Outcome Value
Ensuring the robustness of neural networks against real-world perturbations is critical for their safe deployment. Existing verification techniques struggle to efficiently handle convolutional perturbations due to loose bounding techniques and high-dimensional encodings. Our work advances the state-of-the-art by providing a method that offers both precision and scalability, allowing verification toolkits to consider larger networks. By certifying robustness under realistic conditions such as motion blur and sharpening, the approach helps mitigate risks associated with adversarial attacks and hidden weaknesses in practical applications.
Summary
Neural networks have become integral in safety-critical applications such as autonomous driving and medical diagnosis, making their reliability extremely important. The paper introduces a novel verification method designed to verify the robustness of neural networks against convolutional perturbations, such as motion blurring and sharpening. We achieve this by parameterising perturbation kernels in a way that preserves key kernel properties while allowing for controlled variations in perturbation strength.
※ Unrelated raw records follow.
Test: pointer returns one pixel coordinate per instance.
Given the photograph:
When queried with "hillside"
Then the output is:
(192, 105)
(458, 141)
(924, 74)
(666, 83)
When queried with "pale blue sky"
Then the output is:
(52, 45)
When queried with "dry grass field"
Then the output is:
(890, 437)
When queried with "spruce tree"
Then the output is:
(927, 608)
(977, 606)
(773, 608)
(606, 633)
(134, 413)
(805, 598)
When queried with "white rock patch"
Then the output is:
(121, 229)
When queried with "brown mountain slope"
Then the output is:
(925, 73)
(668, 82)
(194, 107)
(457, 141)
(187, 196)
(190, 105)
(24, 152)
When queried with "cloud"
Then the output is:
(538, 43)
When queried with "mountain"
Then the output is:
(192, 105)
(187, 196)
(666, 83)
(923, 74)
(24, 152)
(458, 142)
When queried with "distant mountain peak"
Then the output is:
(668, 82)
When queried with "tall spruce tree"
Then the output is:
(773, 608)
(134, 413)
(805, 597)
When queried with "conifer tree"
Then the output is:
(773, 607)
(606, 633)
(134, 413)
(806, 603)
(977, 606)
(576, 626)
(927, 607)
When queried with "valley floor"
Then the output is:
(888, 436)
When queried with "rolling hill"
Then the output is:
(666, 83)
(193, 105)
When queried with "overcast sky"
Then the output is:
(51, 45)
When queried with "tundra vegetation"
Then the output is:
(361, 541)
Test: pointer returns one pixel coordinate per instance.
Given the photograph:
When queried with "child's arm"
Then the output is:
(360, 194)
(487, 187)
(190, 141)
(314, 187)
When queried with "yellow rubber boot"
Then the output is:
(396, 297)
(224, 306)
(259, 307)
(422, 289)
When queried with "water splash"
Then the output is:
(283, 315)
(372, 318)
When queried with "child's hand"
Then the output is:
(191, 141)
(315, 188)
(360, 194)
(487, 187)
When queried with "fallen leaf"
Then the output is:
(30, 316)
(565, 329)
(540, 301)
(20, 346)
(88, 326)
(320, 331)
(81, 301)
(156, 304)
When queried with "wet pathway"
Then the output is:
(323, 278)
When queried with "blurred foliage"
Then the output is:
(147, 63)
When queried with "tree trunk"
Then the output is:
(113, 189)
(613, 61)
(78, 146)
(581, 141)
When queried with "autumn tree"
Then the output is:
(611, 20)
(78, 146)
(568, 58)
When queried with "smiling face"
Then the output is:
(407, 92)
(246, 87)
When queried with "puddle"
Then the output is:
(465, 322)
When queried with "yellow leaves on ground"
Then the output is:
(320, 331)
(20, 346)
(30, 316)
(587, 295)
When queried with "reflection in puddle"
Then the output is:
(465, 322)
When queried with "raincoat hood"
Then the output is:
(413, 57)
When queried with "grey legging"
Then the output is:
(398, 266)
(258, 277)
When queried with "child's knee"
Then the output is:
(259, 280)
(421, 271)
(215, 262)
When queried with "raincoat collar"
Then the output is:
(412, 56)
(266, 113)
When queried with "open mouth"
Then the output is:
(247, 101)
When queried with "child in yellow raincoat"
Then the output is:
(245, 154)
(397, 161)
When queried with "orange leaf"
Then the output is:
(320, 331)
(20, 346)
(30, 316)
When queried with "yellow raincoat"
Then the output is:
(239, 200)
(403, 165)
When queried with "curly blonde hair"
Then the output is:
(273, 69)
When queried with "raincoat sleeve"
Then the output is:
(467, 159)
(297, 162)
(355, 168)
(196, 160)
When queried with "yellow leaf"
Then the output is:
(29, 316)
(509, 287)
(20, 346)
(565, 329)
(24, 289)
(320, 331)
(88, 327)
By integrating the convolution of inputs with these kernels into the verification process, our method ensures tighter bounds and enables robustness certification to scale to large networks where existing methods fail.
Primary contributions
– We introduce a technique for linearly parameterising kernels that encode perturbations including motion blur, box blur, and sharpening effects. These parameterised kernels allow for a variation of the perturbation strength applied to a given input.
– We present a theorem that demonstrates the ease of convolving an input with a parameterised kernel and design layers which can be prepended to a neural network in order to encode the perturbations of interest into the network.
– Our experimental evaluation demonstrates that due to the low dimensionality of our encoding, input splitting can be used to quickly perform robustness verification and scale to architectures and network sizes which are out of reach of an existing baseline.
What’s next
While this paper represents a significant step forward in verifying neural networks against convolutional perturbations, the challenge of scalability remains. As a next step, we’ll focus on further optimising the introduced method and exploring alternative verification techniques that handle more complex perturbations in conjunction with our perturbations. Additionally, we’ll investigate ways of integrating other realistic perturbations into verification approaches to enable a broader range of perturbations to be considered when assessing the safety of AI systems.